How Used Coffee Grounds Could Save Refugee Lives
The secret ingredient for saving children’s lives may be sitting in your kitchen trash. Student inventors at the University of Toronto have created a recycled, coffee-based fuel log called Moto that could someday eliminate dangerous firewood-collecting trips for refugee women and children.
Wood-fired cookstoves are the heart of many refugee camps in Africa; the majority of refugees there rely on firewood to prepare their food. But this practice creates a dangerous vulnerability. Firewood disappears from the woods around the camps faster than it can grow back. Consequently, the women and children who collect the wood must venture farther and farther from camp, crossing into dangerous territories where they often face violent assaults from members of the local militia.

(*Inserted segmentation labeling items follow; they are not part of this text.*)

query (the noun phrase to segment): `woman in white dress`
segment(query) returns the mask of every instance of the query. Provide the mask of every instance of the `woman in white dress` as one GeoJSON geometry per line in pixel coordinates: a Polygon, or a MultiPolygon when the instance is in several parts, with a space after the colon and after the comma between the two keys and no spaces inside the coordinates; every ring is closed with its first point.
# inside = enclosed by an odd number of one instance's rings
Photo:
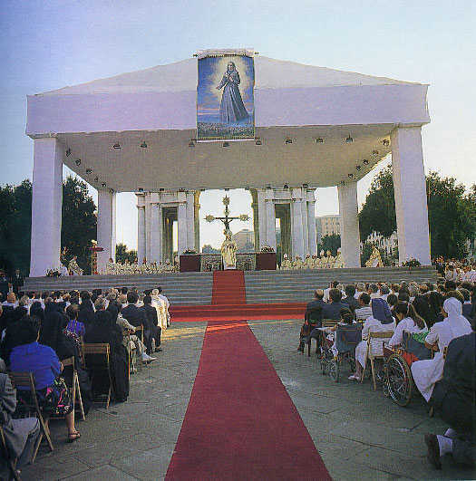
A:
{"type": "Polygon", "coordinates": [[[471,332],[471,326],[461,313],[462,304],[460,301],[454,297],[446,299],[442,309],[444,320],[432,326],[425,341],[428,349],[438,346],[438,352],[433,359],[417,361],[412,364],[413,380],[427,402],[432,397],[435,382],[440,380],[443,374],[444,348],[448,347],[453,339],[471,332]]]}
{"type": "MultiPolygon", "coordinates": [[[[362,372],[367,362],[367,339],[370,332],[386,332],[395,330],[395,321],[392,317],[390,307],[384,299],[372,299],[372,315],[367,318],[362,328],[362,341],[355,348],[355,372],[349,376],[349,380],[360,380],[362,372]]],[[[370,349],[374,356],[384,354],[383,343],[384,339],[373,339],[370,349]]]]}
{"type": "Polygon", "coordinates": [[[398,323],[393,335],[388,342],[390,347],[402,344],[403,331],[406,332],[423,332],[428,331],[423,318],[416,313],[415,308],[413,304],[398,303],[393,309],[393,315],[398,323]]]}

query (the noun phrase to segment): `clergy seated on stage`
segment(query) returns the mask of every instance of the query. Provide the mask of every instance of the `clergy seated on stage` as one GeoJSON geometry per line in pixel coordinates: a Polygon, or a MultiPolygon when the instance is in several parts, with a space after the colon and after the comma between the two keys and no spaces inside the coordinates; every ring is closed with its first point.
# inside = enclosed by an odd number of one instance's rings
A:
{"type": "Polygon", "coordinates": [[[436,382],[430,404],[450,428],[442,435],[426,434],[427,458],[442,469],[442,457],[474,466],[476,461],[475,359],[476,333],[453,339],[448,345],[442,378],[436,382]]]}

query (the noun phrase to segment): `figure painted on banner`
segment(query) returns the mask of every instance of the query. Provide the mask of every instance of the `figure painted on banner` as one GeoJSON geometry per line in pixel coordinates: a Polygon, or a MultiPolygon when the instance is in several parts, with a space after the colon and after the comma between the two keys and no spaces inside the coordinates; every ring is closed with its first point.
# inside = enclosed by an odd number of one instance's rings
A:
{"type": "Polygon", "coordinates": [[[76,255],[73,256],[70,263],[68,264],[68,271],[70,275],[83,275],[83,269],[78,265],[76,261],[76,255]]]}
{"type": "Polygon", "coordinates": [[[293,268],[291,261],[287,258],[287,254],[283,255],[283,262],[281,263],[282,271],[290,271],[293,268]]]}
{"type": "Polygon", "coordinates": [[[384,267],[380,252],[375,245],[372,248],[372,254],[365,263],[365,267],[384,267]]]}
{"type": "Polygon", "coordinates": [[[225,240],[221,245],[221,258],[223,259],[223,269],[236,269],[237,268],[237,250],[238,245],[231,238],[231,231],[226,229],[224,231],[225,240]]]}
{"type": "Polygon", "coordinates": [[[337,249],[337,255],[334,260],[334,267],[335,269],[342,269],[344,267],[344,259],[342,258],[342,251],[340,247],[337,249]]]}
{"type": "Polygon", "coordinates": [[[239,73],[234,62],[228,62],[227,72],[223,74],[217,89],[223,89],[219,105],[220,123],[231,124],[248,119],[248,114],[239,92],[239,73]]]}

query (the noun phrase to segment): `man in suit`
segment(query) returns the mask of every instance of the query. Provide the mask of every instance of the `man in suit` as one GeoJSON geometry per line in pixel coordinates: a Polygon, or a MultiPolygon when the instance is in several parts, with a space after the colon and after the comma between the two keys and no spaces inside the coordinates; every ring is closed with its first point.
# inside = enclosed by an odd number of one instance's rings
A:
{"type": "MultiPolygon", "coordinates": [[[[134,327],[143,326],[143,334],[144,334],[144,344],[146,345],[147,350],[150,351],[151,345],[151,334],[152,327],[149,319],[147,318],[146,313],[143,309],[137,307],[137,301],[139,301],[139,295],[135,291],[129,291],[127,293],[127,305],[122,309],[121,313],[122,317],[128,321],[130,324],[134,327]]],[[[151,358],[149,354],[146,354],[149,359],[145,361],[155,361],[156,358],[151,358]]],[[[145,356],[143,356],[145,358],[145,356]]]]}
{"type": "Polygon", "coordinates": [[[144,305],[141,308],[145,312],[145,315],[148,320],[149,329],[151,330],[151,335],[149,336],[149,342],[146,342],[147,353],[151,354],[152,351],[152,339],[155,339],[155,351],[160,352],[160,334],[162,330],[159,325],[159,319],[157,317],[157,309],[152,305],[152,298],[150,294],[144,297],[144,305]]]}
{"type": "Polygon", "coordinates": [[[443,377],[433,389],[430,404],[450,425],[444,435],[426,434],[427,458],[442,468],[441,457],[451,454],[454,462],[474,466],[476,459],[475,359],[476,333],[453,339],[448,346],[443,377]]]}

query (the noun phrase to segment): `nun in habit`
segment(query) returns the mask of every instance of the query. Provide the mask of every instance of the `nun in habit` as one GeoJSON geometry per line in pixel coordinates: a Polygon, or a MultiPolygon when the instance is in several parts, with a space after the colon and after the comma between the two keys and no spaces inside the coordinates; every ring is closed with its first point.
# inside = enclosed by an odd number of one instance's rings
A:
{"type": "Polygon", "coordinates": [[[443,350],[450,342],[460,336],[470,334],[471,326],[462,315],[462,304],[454,297],[446,299],[442,309],[444,320],[435,322],[425,340],[429,349],[438,346],[439,351],[433,359],[417,361],[412,364],[412,375],[416,387],[428,402],[432,397],[434,384],[442,378],[444,358],[443,350]]]}
{"type": "Polygon", "coordinates": [[[239,93],[238,85],[240,82],[235,63],[228,62],[227,72],[223,74],[221,82],[217,85],[218,90],[223,89],[219,105],[220,123],[238,123],[248,117],[241,99],[241,93],[239,93]]]}

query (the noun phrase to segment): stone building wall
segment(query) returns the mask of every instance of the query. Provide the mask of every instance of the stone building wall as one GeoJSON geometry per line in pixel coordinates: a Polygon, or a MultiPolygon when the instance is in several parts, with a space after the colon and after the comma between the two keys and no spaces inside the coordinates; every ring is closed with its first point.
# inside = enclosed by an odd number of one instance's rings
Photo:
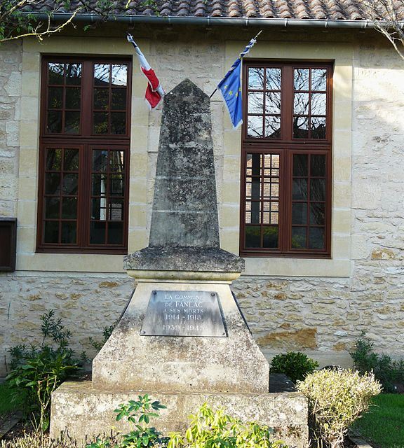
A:
{"type": "Polygon", "coordinates": [[[0,48],[0,217],[17,214],[21,96],[20,43],[0,48]]]}
{"type": "MultiPolygon", "coordinates": [[[[157,43],[143,43],[142,50],[164,80],[167,90],[188,76],[210,94],[233,62],[234,52],[244,43],[235,42],[231,47],[223,36],[202,39],[201,32],[196,31],[194,36],[189,34],[189,39],[182,36],[187,41],[183,43],[177,43],[180,34],[171,35],[169,39],[157,33],[157,43]]],[[[302,350],[322,364],[348,365],[349,351],[363,330],[378,349],[404,356],[401,173],[404,102],[400,99],[404,97],[404,67],[393,50],[372,35],[371,38],[369,35],[361,38],[363,40],[361,42],[358,34],[335,33],[328,35],[329,44],[322,41],[324,36],[314,32],[288,34],[283,52],[274,52],[274,48],[281,46],[275,42],[267,50],[263,45],[257,46],[256,52],[252,50],[250,56],[297,57],[296,48],[302,41],[321,41],[312,47],[308,44],[302,50],[302,57],[338,55],[342,61],[339,73],[347,74],[335,80],[340,97],[346,97],[339,113],[342,109],[346,116],[339,116],[338,120],[346,125],[345,130],[335,129],[338,139],[333,149],[338,157],[334,160],[333,177],[339,179],[336,183],[339,189],[333,193],[334,216],[338,216],[333,221],[335,260],[272,260],[271,265],[265,265],[264,260],[250,259],[246,274],[234,283],[233,289],[257,343],[268,357],[282,351],[302,350]],[[293,40],[295,46],[290,43],[293,40]],[[338,46],[339,49],[336,50],[338,46]],[[314,53],[317,47],[320,50],[314,53]],[[264,48],[260,53],[260,48],[264,48]],[[342,234],[344,239],[339,237],[342,234]]],[[[273,37],[283,38],[276,34],[273,37]]],[[[55,48],[62,51],[63,45],[66,52],[71,51],[72,43],[62,43],[58,38],[50,39],[39,50],[35,43],[24,43],[31,78],[34,78],[39,63],[39,51],[53,52],[55,48]]],[[[111,52],[108,47],[117,54],[128,51],[125,43],[120,46],[114,40],[95,40],[95,43],[91,39],[83,42],[81,50],[108,54],[111,52]]],[[[10,195],[6,189],[16,185],[18,165],[24,171],[28,164],[18,160],[17,155],[20,46],[13,44],[8,48],[12,50],[0,48],[0,59],[7,62],[9,58],[15,62],[0,64],[0,172],[4,160],[6,164],[12,162],[13,174],[7,169],[6,174],[4,176],[1,172],[0,176],[0,215],[15,216],[16,187],[11,188],[10,195]],[[8,75],[5,76],[7,64],[8,75]],[[6,117],[4,125],[2,111],[6,117]],[[9,132],[4,136],[6,127],[9,132]],[[1,207],[6,206],[8,208],[4,211],[1,207]]],[[[135,64],[135,61],[134,72],[135,64]]],[[[24,102],[33,108],[29,114],[25,111],[22,120],[27,120],[32,134],[37,117],[38,76],[35,83],[34,87],[25,85],[23,89],[27,97],[24,102]]],[[[149,115],[144,111],[142,99],[144,88],[144,78],[135,74],[130,251],[147,244],[161,120],[160,111],[149,115]]],[[[224,248],[236,253],[240,134],[231,130],[219,95],[213,98],[212,111],[221,241],[224,248]]],[[[34,137],[29,139],[26,136],[24,139],[25,144],[29,145],[27,150],[35,154],[34,137]]],[[[19,234],[18,270],[0,274],[0,375],[5,372],[4,360],[8,348],[39,340],[39,316],[46,310],[57,311],[72,330],[74,347],[80,351],[88,348],[89,336],[99,337],[102,328],[119,317],[134,288],[121,270],[122,257],[34,253],[36,163],[34,158],[32,166],[27,170],[30,188],[20,193],[20,202],[25,205],[21,211],[24,225],[19,234]]],[[[20,177],[23,186],[21,173],[20,177]]]]}

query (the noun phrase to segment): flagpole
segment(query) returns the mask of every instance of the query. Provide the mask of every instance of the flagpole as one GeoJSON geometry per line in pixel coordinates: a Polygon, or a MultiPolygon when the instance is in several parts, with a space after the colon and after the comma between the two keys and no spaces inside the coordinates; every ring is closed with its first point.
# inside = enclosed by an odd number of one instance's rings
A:
{"type": "MultiPolygon", "coordinates": [[[[253,38],[251,39],[251,41],[256,41],[257,38],[258,37],[258,36],[260,36],[260,34],[261,34],[261,33],[262,32],[262,30],[261,30],[257,34],[257,36],[255,36],[255,37],[254,37],[253,38]]],[[[251,41],[250,41],[250,42],[251,42],[251,41]]],[[[240,59],[243,59],[243,56],[241,56],[240,57],[240,59]]],[[[215,90],[213,90],[213,92],[212,92],[212,94],[209,97],[209,99],[210,99],[210,98],[212,98],[212,97],[215,94],[215,93],[216,93],[216,90],[217,90],[217,88],[216,88],[215,89],[215,90]]]]}

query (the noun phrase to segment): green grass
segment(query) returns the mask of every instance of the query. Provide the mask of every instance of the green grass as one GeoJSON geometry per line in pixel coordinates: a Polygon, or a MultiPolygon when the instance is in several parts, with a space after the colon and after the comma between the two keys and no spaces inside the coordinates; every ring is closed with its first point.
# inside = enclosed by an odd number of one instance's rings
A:
{"type": "Polygon", "coordinates": [[[18,409],[18,403],[11,399],[11,392],[7,384],[0,384],[0,415],[18,409]]]}
{"type": "Polygon", "coordinates": [[[404,448],[404,394],[382,393],[372,402],[354,432],[380,448],[404,448]]]}

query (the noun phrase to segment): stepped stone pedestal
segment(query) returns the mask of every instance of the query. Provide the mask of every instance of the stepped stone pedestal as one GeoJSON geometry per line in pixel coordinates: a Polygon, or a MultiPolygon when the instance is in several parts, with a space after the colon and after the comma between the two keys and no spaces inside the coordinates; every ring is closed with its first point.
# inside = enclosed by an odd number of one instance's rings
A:
{"type": "Polygon", "coordinates": [[[182,430],[205,402],[308,441],[307,402],[269,393],[269,366],[230,290],[244,262],[220,248],[208,97],[185,80],[164,99],[147,248],[126,257],[137,286],[93,363],[93,381],[52,397],[50,435],[108,433],[114,410],[148,393],[167,406],[153,426],[182,430]]]}

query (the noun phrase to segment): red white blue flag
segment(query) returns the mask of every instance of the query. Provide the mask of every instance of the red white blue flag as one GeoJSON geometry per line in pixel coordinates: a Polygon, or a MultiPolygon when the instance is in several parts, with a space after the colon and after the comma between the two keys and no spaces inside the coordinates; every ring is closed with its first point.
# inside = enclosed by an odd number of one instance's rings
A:
{"type": "Polygon", "coordinates": [[[147,79],[148,84],[146,93],[144,94],[144,100],[149,108],[154,109],[161,101],[161,98],[166,94],[166,92],[161,87],[160,81],[154,73],[154,70],[152,69],[130,34],[128,34],[128,41],[130,42],[135,47],[135,51],[140,63],[142,73],[147,79]]]}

"As soon as they're out of the camp, they're unsafe and that leaves them open to assault," MBA student and Moto co-founder Sam Bennett told the CBC. "[Moto] prevents the dangers associated with that, but also frees women up to spend time doing other things, whether that's trying to find another source of revenue or spending time educating their kids."
The product itself is simple: it’s just used coffee grounds, sugar, and wax pressed into a pan and baked.
The newest Moto log prototype can burn for up to 90 minutes, and the team is working to increase that time. They’re currently sourcing coffee grounds from three Toronto coffee chains, but will expand the donation program once they scale up production.
They may get the chance to do so soon. The Moto team is currently a regional finalist for the Hult Prize, which offers a $1 million incentive for bright ideas in social entrepreneurship. The regional finals are coming up in March 2017.